Jules Vallès ( élu du 15ème arrondissement -Vaugirard) l’a décrit avec fougue et lyrisme : « Quelle journée ! Ce soleil tiède qui dore la gueule des canons, cette odeur de bouquets, le frisson des drapeaux ! Le murmure de cette Révolution qui passe tranquille et belle comme une rivière bleue, ces tressaillements, ces lueurs, ces fanfares de cuivre, ces reflets de bronze, ces flambées d’espoirs, ce parfum d’honneur, il y a là de quoi griser d’orgueil et de joie l’armée victorieuse des Républicains !*** »
La bourgeoisie d’affaires avait alors un leitmotiv qui rappelle lugubrement celui de 1936 : « Plutôt Hitler que le front populaire » ; celle de 1871 proclamait : « Plutôt les Prussiens et perdre l’Alsace et la Lorraine, que les communards ! »

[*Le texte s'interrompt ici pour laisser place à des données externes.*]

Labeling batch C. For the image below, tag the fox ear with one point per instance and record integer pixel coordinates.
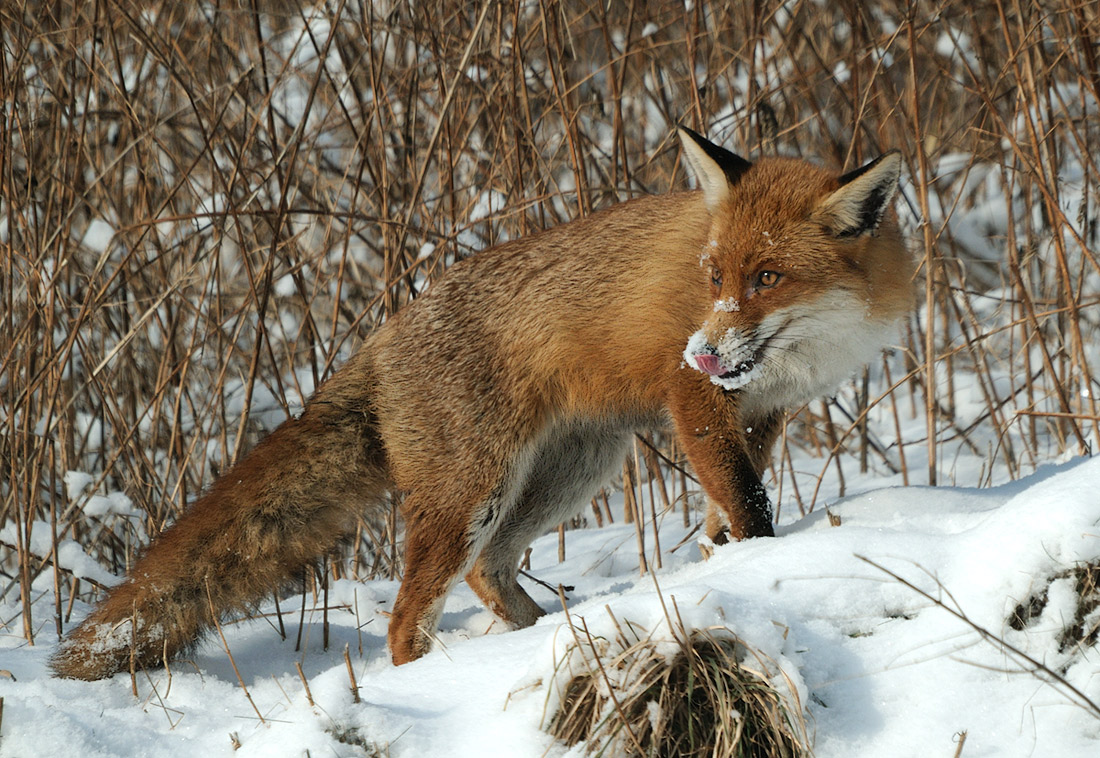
(865, 194)
(715, 168)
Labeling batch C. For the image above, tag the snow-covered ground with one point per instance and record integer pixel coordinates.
(880, 669)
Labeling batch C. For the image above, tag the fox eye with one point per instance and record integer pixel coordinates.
(768, 278)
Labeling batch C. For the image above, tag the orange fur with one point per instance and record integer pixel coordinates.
(504, 397)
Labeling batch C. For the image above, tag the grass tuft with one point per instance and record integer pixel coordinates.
(712, 696)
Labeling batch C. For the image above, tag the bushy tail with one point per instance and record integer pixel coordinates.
(273, 514)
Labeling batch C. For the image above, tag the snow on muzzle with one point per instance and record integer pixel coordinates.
(729, 374)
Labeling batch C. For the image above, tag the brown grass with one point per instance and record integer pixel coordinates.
(712, 698)
(198, 221)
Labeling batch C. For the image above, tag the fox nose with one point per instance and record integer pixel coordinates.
(708, 363)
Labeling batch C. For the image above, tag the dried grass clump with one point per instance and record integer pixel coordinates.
(1081, 629)
(712, 696)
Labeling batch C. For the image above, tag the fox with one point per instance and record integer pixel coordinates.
(499, 401)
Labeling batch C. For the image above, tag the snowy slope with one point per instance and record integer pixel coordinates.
(881, 669)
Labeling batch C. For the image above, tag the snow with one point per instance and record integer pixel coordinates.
(878, 666)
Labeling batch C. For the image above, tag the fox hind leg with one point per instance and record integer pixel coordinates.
(572, 462)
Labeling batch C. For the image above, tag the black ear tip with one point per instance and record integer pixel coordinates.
(732, 164)
(696, 138)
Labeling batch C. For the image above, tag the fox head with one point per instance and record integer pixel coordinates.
(806, 272)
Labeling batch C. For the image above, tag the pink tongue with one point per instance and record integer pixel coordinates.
(710, 364)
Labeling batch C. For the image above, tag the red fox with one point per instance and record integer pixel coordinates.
(502, 399)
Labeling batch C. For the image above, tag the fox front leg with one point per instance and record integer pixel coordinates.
(722, 454)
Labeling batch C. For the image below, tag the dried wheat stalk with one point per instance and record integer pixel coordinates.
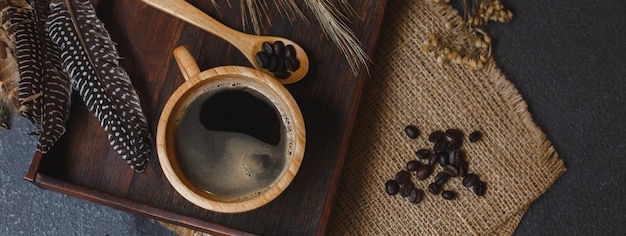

De chaque crise, de chaque guerre qui anéantit les pauvres, l’internationale capitaliste sort toujours victorieuse et féconde. ___________________
C’est pourquoi, dans la confusion du débat actuel sur la défense de la laïcité, pour retrouver les fondamentaux de notre République si chèrement acquis dans le sang des Républicains de 1789, de1830, de 1848 et de 1871, il faut se souvenir du 2 avril 1871, – alors que commençait le second siège de Paris ordonné par Thiers, quand retentissaient « les premiers coups de canon tirés par Vinoy sur les banlieues et quartiers périphériques*».
Il faut se souvenir de ce jour où « le Conseil de la Commune présidé par Gustave Lefrançais ( instituteur- élu du 4ème arrondissement – Hôtel de Ville), vota à l’unanimité, un décret séparant l’Église et l’État. Il comportait quatre « considérants ».
Deux sur quatre de ces considérants se référaient à la notion de liberté. Ils stipulaient que le premier des principes est la liberté et que la liberté de conscience est la première des libertés. Le troisième considérant s’attaquait au budget des cultes, qualifié de contraire au principe, puisqu’il impose les citoyens contre leur propre foi. Le quatrième accusait le clergé d’avoir été le complice de la monarchie contre la liberté. A chacun de ces considérants correspondait dans le corps du décret un article.
Ces quatre articles se lisaient comme suit :
Article premier. – L’Église est séparée de l’État.
Art. 2. – le budget des cultes est supprimé.
Art. 3. – Les biens dits de mainmorte, appartenant aux congrégations religieuses, meubles et immeubles, sont déclarés propriété nationale.
Art. 4.- Une enquête sera faite immédiatement sur ces biens pour en constater la nature et les mettre à la disposition de la nation.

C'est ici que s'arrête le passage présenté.